Abstract: This study investigated predictors for ACT Science scores, a test used by many universities to rank applicants. This study utilized quantitative research methods using the Montana Office of Public Instruction’s GEMS (Growth and Enhancement of Montana Students) data set. All advanced statistical analysis was conducted using Stata software IC/15. This research is significant for increasing the representation of under-represented groups in STEM education because it helps clarify three important relationships: (1) How well do gender, race, and meal status predict 11th grade ACT Science scores; (2) How well does school size predict 11th grade ACT Science scores while controlling for gender, race, and meal status; and (3) How well does high school GPA predict 11th grade ACT Science scores while controlling for gender, race, meal status, and school size.

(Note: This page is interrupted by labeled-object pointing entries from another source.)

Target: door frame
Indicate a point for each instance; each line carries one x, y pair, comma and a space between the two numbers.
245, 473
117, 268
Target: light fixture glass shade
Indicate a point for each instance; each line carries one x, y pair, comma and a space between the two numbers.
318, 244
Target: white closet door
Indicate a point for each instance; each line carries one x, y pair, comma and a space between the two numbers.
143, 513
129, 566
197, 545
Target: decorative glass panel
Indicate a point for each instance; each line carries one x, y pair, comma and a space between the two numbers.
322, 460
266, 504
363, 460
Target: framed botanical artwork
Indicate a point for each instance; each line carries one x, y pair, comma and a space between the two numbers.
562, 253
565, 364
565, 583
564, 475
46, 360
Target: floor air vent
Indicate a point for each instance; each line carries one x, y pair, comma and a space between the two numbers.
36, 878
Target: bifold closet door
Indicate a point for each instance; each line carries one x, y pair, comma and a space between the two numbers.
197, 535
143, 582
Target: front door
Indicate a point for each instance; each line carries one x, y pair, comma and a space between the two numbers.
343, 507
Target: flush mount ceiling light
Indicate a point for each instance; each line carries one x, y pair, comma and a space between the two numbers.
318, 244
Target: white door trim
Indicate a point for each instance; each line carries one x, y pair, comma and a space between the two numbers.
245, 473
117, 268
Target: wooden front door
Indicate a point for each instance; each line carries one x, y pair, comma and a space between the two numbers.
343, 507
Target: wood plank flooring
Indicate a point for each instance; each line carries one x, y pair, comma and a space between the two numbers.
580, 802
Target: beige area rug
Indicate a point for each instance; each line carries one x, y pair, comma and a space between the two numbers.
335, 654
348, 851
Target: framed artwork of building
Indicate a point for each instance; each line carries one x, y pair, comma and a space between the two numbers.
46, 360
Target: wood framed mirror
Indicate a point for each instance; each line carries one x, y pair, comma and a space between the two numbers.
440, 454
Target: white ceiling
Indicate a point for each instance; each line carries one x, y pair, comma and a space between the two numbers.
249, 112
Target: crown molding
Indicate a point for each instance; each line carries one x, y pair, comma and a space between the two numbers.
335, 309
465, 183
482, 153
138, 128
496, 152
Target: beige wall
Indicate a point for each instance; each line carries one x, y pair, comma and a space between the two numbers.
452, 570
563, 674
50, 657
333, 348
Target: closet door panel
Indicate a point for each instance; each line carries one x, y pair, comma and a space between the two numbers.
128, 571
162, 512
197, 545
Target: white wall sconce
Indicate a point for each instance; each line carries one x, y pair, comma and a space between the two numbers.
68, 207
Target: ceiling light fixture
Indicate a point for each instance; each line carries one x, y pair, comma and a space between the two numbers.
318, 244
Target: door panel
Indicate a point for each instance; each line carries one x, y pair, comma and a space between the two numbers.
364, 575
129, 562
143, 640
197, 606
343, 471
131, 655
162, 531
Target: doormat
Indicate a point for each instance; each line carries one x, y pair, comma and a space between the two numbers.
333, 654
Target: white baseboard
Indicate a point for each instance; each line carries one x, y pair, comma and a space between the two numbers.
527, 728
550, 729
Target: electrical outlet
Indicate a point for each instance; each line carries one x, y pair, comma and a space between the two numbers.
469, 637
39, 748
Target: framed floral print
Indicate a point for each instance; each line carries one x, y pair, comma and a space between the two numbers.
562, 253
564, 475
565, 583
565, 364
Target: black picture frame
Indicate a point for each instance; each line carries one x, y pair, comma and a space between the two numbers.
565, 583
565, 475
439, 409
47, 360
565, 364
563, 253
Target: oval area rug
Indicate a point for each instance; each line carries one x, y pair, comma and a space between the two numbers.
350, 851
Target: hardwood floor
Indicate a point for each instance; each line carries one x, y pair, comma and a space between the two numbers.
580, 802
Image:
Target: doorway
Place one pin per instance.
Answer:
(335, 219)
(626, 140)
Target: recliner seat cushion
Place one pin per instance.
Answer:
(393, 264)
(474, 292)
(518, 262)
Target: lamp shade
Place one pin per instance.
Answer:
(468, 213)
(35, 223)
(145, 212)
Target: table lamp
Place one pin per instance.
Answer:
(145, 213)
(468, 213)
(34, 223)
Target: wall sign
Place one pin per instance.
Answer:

Key Words: GEMS (growth and enhancement of Montana students), ACT Science scores, regression analyses, secondary data analysis, multicultural education

Acknowledgment: The author thanks Dr. Carrie Myers from Montana State University for her expertise in advanced educational statistics and providing valuable feedback; and also thanks Dr. Pat Munday for his mentoring and support.

LITERATURE REVIEW

The ACT, i.e. American College Test, is a standardized high-school achievement test that colleges use to rank applicants (Bauer & Wise, 2016). The ACT includes four subjects—English, mathematics, reading, science, and an optional writing test (Frey, 2018). The ACT score is on a scale of 1-36 for each of the four subject areas with a composite score averaging the four scores and rounded to the nearest whole number (Watson & Flamez, 2014). Maruyama (2012) found that, for high school students, “ACT scores in English, math, science, and reading were related respectively to student performance in English composition, college algebra, college biology, and college social studies/humanities” (p.3).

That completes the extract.